KCI Magazines

Our Review on the KCI Magazines made for Glocks.  Click the READ MORE below to read our article

KCI Magazines for Glock

by Jessie Indracusin

Great Deal or Waste of Money?

Many of you own the most popular handgun on the market (or at least a variant of it).  Specifically I am talking about the Glock 17.  I am seeing these magazines popping up at an alarming rate at gun shows and shooting ranges.  So the bottom line, does the KCI do the job for cheaper or is this another piece of crap aftermarket magazine that has no business in a handgun?

The KCI magazine is made in South Korea.  It is offered up to a 1/3 of the price of a Glock factory magazine.  I picked up this 17 shot 9mm magazine at a gun show for $10.00.  I have such horrible luck with aftermarket magazines, I would have been reluctant to even try if the price tag wasn’t so low.  I keep hearing good things from dealers at the gun shows (who are routinely known for being one step below a used car salesman on the trust level).  At the end of the day, when you are at a gun show and the first thing a dealer does is size up how much money you have and what is the maximum amount of money they think they can get from you, in general, they are not the most reliable source of information.

Anyways, so out of curiousity and a benefit to my users, I purchased the KCI Magazine and wanted to do some tests against the Glock, trying to see how this magazine stacks up to the factory.
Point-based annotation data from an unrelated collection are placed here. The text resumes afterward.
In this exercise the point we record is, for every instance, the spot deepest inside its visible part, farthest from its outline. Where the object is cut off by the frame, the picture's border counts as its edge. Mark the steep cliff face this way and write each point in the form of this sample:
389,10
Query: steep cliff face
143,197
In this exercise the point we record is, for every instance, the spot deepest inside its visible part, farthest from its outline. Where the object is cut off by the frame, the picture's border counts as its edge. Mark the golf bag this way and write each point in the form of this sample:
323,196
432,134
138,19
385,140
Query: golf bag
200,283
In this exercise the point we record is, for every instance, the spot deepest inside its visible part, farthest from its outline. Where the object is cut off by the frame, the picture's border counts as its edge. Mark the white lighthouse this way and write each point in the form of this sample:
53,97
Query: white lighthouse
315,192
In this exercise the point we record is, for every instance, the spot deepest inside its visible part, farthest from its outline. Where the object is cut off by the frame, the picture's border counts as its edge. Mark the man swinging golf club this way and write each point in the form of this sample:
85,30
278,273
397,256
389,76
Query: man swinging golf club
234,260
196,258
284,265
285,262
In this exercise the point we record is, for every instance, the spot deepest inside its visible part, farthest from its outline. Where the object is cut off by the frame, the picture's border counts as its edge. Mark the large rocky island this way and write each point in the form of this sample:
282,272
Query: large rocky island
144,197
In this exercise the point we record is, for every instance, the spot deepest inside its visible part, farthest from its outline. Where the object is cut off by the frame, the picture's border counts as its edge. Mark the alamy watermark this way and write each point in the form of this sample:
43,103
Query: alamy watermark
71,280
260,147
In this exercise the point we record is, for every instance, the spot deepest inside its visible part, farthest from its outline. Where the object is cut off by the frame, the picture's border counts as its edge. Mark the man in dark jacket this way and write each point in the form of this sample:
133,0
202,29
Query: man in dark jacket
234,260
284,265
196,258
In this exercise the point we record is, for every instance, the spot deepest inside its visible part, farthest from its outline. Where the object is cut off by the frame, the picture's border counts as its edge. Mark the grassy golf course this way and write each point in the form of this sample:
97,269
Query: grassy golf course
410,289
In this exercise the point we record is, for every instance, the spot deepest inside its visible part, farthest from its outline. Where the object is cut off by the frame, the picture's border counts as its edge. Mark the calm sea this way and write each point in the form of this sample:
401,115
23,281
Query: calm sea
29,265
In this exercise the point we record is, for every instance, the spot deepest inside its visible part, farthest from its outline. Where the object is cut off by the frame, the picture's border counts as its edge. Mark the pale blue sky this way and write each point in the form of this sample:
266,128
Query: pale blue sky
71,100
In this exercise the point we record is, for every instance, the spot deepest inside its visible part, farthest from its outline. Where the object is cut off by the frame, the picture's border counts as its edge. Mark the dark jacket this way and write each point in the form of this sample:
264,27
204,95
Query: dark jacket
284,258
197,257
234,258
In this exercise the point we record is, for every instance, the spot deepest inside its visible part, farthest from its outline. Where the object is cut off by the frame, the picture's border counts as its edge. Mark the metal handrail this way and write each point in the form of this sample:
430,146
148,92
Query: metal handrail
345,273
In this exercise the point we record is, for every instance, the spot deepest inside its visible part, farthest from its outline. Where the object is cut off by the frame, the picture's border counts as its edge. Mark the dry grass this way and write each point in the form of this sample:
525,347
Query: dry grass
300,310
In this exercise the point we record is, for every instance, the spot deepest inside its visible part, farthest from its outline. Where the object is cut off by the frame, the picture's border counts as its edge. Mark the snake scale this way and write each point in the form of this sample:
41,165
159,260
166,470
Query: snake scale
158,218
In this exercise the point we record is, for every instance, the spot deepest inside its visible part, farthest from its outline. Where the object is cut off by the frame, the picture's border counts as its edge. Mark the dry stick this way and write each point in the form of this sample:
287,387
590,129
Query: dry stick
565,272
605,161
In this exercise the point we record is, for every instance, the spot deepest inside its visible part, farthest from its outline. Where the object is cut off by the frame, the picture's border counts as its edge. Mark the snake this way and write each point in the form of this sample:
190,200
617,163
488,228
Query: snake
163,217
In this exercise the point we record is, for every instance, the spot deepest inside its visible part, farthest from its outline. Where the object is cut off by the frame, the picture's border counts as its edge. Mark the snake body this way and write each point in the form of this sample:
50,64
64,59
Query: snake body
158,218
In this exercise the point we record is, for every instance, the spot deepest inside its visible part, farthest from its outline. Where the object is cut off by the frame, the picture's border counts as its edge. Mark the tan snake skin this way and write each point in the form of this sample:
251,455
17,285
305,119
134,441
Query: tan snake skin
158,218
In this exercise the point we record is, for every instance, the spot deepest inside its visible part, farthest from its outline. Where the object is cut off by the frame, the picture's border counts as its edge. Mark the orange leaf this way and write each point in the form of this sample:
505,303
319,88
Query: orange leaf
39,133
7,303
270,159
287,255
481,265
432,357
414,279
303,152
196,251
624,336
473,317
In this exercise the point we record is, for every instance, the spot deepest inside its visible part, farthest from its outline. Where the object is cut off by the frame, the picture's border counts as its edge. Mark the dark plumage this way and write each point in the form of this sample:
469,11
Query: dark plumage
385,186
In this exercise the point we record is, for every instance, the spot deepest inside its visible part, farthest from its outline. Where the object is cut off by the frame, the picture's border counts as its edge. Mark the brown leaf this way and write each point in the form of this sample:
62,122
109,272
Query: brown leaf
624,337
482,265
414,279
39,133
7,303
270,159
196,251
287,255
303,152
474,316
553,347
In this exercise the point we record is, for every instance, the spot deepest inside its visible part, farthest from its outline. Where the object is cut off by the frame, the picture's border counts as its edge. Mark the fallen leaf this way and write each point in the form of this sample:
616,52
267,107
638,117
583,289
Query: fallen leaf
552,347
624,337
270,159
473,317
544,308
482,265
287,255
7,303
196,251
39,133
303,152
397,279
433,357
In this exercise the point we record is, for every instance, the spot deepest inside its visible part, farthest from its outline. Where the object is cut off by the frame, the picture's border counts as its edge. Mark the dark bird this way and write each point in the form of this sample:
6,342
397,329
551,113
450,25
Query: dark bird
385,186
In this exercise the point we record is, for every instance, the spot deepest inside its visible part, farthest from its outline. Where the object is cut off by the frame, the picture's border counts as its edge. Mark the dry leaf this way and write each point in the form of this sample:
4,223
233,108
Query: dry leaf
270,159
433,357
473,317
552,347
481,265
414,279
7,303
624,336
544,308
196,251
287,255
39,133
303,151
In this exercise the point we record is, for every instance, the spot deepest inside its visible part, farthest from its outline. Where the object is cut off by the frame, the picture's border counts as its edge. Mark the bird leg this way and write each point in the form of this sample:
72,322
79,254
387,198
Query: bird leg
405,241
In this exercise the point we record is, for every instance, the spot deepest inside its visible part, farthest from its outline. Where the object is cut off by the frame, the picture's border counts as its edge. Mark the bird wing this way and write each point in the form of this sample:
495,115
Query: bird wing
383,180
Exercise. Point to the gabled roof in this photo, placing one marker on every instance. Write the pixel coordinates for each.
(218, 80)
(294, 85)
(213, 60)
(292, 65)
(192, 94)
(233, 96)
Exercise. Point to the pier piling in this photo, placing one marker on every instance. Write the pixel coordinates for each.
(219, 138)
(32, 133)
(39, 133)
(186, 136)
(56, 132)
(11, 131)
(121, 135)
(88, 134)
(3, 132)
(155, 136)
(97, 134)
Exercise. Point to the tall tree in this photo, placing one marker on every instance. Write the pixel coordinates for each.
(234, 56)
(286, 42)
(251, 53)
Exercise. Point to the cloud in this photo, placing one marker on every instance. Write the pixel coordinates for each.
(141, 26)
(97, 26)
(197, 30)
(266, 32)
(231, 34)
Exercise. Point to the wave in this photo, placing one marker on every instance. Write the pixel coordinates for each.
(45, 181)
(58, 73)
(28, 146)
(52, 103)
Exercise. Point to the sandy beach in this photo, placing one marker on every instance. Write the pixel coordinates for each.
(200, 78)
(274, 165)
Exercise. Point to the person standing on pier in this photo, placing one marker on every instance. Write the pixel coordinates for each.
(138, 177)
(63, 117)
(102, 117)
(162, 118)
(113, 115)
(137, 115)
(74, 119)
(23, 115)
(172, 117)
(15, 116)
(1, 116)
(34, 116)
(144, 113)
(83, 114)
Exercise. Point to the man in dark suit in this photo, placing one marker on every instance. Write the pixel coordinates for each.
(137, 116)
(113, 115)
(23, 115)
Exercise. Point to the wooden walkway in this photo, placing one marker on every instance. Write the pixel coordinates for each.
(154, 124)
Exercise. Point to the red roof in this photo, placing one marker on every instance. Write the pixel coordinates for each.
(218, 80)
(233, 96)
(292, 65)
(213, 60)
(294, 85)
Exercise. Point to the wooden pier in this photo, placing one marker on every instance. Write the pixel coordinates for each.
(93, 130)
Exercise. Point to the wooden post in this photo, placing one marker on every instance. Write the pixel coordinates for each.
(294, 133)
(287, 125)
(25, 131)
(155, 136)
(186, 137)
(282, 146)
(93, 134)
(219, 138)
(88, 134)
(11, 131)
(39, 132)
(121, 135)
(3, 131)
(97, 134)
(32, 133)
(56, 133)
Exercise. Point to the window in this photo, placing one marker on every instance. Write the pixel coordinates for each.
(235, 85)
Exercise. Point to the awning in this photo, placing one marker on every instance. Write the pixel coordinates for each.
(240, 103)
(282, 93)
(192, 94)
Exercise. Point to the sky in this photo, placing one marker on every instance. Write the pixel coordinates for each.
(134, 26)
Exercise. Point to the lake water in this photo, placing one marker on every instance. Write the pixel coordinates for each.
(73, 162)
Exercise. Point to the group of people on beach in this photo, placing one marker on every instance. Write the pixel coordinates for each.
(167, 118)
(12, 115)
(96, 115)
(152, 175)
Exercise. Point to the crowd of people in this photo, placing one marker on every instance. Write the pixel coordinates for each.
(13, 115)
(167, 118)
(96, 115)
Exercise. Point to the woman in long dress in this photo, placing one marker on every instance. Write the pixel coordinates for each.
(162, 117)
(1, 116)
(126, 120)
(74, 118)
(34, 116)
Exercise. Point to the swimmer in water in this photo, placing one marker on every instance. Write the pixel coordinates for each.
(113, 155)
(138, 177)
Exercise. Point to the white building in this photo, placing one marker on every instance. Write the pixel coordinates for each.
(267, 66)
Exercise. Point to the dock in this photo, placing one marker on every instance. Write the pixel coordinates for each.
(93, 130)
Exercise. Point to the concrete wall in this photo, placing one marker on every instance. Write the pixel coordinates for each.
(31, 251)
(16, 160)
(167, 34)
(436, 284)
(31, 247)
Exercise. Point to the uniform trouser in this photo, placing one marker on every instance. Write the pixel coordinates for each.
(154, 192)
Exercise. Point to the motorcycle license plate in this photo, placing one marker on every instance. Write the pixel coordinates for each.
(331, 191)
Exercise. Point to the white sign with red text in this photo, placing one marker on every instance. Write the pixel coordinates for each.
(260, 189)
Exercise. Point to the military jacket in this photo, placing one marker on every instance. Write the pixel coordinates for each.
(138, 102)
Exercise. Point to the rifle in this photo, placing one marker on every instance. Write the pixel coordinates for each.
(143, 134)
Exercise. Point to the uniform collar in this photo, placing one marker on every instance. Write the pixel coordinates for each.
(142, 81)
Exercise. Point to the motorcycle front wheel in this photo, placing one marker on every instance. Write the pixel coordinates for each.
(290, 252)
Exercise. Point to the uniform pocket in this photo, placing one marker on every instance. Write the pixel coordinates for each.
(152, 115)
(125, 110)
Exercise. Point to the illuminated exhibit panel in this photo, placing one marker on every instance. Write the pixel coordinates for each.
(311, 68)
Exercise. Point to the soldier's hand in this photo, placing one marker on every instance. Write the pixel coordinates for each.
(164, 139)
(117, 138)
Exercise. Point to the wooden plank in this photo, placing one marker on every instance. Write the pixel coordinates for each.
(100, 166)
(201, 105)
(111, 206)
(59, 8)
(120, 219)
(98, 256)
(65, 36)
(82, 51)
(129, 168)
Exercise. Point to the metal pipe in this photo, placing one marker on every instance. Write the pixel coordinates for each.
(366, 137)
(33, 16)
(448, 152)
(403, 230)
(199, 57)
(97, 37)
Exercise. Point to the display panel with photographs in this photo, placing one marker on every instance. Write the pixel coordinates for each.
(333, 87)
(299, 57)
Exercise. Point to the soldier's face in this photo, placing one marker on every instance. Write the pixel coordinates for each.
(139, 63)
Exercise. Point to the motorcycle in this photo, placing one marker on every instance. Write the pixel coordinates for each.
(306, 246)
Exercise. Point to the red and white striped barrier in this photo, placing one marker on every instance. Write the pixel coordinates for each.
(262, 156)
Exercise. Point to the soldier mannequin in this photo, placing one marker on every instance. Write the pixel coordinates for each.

To be totally honest with you, designing a magazine, which is pretty much a magazine body, spring, floor plate and follower, sounds very straight forward.  So when confronted with these being produced in Asia for slave labor wages, I thought how hard would it be to really copy the most popular magazine (outside of an AR15 magazine) being produced for the American Consumer?

When you compare the magazines side by side, everything looks like an absolute copy.  I was taking some very careful measurements of each of the components and only noticed the following anomolies between the two.  The KCI Magazine has the follower stick up further than the factory Glock Magazines and has more of the follower exposed in the rear of the magazine.  So the real question for me was, how would it hold up firing rounds?  Would it create feeding problems? Will the magazines fit well in the gun? Can you load up the magazine to a full 17 rounds and fire reliably?  These were all sorts of questions I had.

Playing around with the magazines in the studio, I noticed no issue at first.  I was loading the magazines, practicing slide release and sling shotting the slides, it all seemed to work properly in the studio.  My question was how would it survive the range?

 So off the range I go.  I had some shoot tests I needed to do and determined that bringing the KCI magazine along would be a good option.  So I start loading up the gun with standard 115 grain Winchester 9mm Range Ammo.  The 100 round box ammunition you can sometimes get at Walmart for just under $20.00.

Everything seems to be looking good.  I start firing various rounds, no issues, very clean.  I have this strange look of disbelief in my face.  Have I finally found an aftermarket magazine that is both cheap and reliable?  Maybe how fast I shoot the gun will cause problems?  Maybe the magazine would start screwing up after a few hundred rounds? My mind was starting to wonder what type of torture tests could I do?  Then all of a sudden, critical show stopper.

I push the eject button on my Glock 17 and nothing happens?  Curious, I pull the magazine out of the bottom of the gun and stick the empty magazine back in again.  Push the magazine release, nothing.  I put a Glock factory magazine in the gun, push the button, magazine drops cleanly and hits the floor perfectly.  Surely KCI would not create a magazine that wouldn’t even survive a basic empty magazine drop test.  Wrong.  I even started to violently shake the gun, trying to force the magazine to drop out of the bottom.  Nothing.  This magazine was stuck in this gun as tight as Donald Trump’s toupe on his head.

So at that point, all further tests ended.  Any magazine that does not drop free from a gun is a dangerous magazine.  Everyone needs to train with speed loading there guns.  When a gun goes dry, the fastest way to reload is letting the empty magazine hit the ground and slapping a fresh magazine in.  Having to pull the magazine from the bottom of the gun is a complete show stopper.  This is a definite DO NOT BUY magazine (unless you are doing a shooting competition and want to screw up your rival by carefully mixing these magazines in with his.